Zur Reportage über die »Gefangenen« des Rif-Krieges

In der Reportage vom Januar 1934 (9.-13.1.1934) sehen wir Manuel Chaves als investigativen Journalisten am Werk, der durch seine Recherchen ein immer wieder aufgewärmtes Gerücht als gezielte Desinformation entlarven will. Das Gerücht besagte, dass es noch immer um die 300 spanische Kriegsgefangene vor allem aus der Schlacht bei Annual gäbe, die es zu befreien gelte. Die Schlacht lag 1934 bereits mehr als 10 Jahre zurück. Damals, 1921, hatten sich im Norden Marokkos die Rif-Kabylen unter Abd el-Krim gegen die spanischen Kolonialherren erhoben und in jener Schlacht die spanische Armee verheerend geschlagen (ausführlicher dazu Reiner Tosstorff).

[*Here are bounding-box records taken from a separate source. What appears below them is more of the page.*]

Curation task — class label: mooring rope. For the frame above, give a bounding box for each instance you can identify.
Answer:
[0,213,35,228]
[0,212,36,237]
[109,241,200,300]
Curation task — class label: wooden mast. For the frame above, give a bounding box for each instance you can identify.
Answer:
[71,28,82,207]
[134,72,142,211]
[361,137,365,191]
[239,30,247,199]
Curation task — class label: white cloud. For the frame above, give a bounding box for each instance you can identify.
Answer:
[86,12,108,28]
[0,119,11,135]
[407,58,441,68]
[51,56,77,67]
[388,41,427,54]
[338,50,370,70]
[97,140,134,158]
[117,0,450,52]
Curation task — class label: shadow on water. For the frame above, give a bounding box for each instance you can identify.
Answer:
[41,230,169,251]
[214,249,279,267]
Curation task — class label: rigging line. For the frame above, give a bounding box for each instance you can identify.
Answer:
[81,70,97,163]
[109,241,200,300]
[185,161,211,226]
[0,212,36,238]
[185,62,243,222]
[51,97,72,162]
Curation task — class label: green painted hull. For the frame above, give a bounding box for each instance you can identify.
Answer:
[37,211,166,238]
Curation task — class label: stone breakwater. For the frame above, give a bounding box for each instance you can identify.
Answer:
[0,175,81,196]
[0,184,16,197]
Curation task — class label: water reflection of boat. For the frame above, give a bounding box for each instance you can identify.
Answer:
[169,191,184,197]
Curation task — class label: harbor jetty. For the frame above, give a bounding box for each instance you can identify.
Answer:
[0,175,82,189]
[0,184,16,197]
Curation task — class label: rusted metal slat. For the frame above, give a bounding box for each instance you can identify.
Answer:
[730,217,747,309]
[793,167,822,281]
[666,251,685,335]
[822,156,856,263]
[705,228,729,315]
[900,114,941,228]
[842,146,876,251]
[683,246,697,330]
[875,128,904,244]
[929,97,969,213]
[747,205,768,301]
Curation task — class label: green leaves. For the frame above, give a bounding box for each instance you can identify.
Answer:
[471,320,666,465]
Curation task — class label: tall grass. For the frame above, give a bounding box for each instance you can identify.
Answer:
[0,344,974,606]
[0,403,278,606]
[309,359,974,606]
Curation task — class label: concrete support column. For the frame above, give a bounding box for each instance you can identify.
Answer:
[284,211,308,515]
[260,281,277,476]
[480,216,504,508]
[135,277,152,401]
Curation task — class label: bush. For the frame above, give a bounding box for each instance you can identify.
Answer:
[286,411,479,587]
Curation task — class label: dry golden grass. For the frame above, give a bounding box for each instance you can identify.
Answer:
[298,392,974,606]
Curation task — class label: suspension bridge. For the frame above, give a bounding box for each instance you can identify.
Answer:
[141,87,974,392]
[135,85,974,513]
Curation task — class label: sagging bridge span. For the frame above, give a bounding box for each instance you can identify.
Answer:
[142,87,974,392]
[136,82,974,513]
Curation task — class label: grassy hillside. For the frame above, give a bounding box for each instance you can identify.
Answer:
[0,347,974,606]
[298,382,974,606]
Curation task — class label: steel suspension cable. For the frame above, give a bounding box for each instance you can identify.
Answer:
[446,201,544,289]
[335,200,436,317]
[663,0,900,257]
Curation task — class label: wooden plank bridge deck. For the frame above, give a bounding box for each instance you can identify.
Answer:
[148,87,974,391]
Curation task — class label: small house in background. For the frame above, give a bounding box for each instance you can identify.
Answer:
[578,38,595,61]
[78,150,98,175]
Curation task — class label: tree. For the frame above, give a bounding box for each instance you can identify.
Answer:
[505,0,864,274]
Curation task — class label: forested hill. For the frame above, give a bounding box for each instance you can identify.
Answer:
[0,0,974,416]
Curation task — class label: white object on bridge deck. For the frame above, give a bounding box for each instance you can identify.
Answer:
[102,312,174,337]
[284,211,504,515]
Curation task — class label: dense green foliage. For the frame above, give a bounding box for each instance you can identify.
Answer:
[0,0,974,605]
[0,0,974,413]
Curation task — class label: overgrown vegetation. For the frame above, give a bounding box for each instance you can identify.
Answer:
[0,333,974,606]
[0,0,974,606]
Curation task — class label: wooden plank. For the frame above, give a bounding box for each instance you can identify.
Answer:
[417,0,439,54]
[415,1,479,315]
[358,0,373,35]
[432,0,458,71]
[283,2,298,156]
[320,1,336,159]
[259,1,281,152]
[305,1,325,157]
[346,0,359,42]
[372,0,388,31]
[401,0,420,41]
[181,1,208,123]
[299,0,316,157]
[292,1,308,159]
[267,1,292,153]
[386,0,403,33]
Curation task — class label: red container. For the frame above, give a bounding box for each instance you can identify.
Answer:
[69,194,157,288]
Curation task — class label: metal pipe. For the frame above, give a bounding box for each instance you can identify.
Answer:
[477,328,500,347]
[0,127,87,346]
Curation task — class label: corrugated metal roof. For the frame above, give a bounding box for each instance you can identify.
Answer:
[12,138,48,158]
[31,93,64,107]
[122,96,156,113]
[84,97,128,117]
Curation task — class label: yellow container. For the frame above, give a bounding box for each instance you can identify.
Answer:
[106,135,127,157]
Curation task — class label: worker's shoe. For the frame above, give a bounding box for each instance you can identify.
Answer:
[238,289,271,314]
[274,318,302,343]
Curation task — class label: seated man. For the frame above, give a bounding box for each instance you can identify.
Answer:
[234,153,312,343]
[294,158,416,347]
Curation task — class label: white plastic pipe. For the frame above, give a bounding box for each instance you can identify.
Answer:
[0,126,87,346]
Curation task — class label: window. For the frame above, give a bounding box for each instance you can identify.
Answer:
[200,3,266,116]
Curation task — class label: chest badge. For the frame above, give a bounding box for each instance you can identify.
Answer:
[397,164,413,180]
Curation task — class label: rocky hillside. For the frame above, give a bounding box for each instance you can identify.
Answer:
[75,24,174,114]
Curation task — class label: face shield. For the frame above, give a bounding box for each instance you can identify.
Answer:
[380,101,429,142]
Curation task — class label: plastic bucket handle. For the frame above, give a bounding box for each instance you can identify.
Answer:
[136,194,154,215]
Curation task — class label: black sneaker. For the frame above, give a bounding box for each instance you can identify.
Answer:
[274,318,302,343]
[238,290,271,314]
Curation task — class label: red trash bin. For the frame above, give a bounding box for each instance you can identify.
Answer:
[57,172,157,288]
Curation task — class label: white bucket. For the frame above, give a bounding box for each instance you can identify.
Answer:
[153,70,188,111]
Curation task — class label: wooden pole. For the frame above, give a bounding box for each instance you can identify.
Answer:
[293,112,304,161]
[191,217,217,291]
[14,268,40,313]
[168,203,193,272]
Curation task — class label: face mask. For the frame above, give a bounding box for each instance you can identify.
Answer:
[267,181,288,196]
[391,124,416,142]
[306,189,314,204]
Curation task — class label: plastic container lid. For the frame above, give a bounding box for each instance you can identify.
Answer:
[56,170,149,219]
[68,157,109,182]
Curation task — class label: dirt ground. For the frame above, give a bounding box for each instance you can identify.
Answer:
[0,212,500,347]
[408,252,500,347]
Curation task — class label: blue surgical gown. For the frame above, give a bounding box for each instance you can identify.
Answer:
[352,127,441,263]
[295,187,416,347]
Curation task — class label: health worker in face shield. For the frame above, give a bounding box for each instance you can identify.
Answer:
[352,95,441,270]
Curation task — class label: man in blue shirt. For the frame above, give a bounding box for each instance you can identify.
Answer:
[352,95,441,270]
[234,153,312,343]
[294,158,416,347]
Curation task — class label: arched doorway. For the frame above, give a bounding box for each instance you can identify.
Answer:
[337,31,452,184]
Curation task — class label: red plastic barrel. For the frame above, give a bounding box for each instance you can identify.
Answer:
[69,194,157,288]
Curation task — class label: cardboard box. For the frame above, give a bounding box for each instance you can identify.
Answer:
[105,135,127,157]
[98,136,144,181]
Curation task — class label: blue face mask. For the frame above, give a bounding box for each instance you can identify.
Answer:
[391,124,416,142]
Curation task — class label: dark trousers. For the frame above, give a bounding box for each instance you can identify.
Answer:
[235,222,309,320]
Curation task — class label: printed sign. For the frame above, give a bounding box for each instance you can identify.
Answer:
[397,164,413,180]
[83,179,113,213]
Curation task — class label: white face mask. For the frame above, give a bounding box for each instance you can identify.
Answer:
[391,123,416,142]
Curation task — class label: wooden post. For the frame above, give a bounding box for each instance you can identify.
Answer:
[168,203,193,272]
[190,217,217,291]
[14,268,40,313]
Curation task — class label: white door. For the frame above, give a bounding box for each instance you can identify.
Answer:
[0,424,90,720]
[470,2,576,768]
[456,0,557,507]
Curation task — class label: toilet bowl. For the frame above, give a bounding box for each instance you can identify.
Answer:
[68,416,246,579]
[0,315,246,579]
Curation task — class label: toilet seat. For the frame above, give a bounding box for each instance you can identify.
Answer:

Seine Recherchen, die er in mehreren Artikeln an seine Zeitung kabelte, kamen zu dem Ergebnis, dass es in Marokko zwar eine ganze Reihe von Spaniern gab, die aus den unterschiedlichsten Gründen unter den Mauren lebten, etwa weil sie Abenteurer waren, den Kriegsdienst vermeiden wollten, aus dem spanischen Heer desertiert waren oder ihre Heimat aus wirtschaftlicher Not verlassen hatten, aber keine Gefangenen.

Die Spanier die wir »retten« können, werden überwiegend freiwillige Auswanderer sein, Abenteurer, Entwurzelte, Leute, die ihre Heimat verloren haben, Herumirrende, die ihr Schicksal in die Hand nahmen, ihr Glück fanden und sich irgendeinem Stamm im Inland anschlossen – völlig zwanglos. Sie heimzubringen würde ihnen übel mitspielen, sie wollen nicht »gerettet« werden (S. 29).

Das Schüren von Hoffnungen bei denen, die noch Angehörige und Freunde vermissten, wurde als zynisches Manöver bloßgestellt. Man darf vermuten, dass mit dieser Kampagne die republikanischen Regierungen von rechten militaristischen Kräften unter Druck gesetzt werden sollten, vielleicht auch mit dem impliziten Vorwurf, dass der Republik das Schicksal seiner Soldaten nicht genug am Herzen liege. Jedenfalls war das Thema offenbar so virulent, dass sich nicht zuletzt aufgrund der Recherchen von Manuel Chaves das spanische Parlament (Cortes) damit beschäftigen musste.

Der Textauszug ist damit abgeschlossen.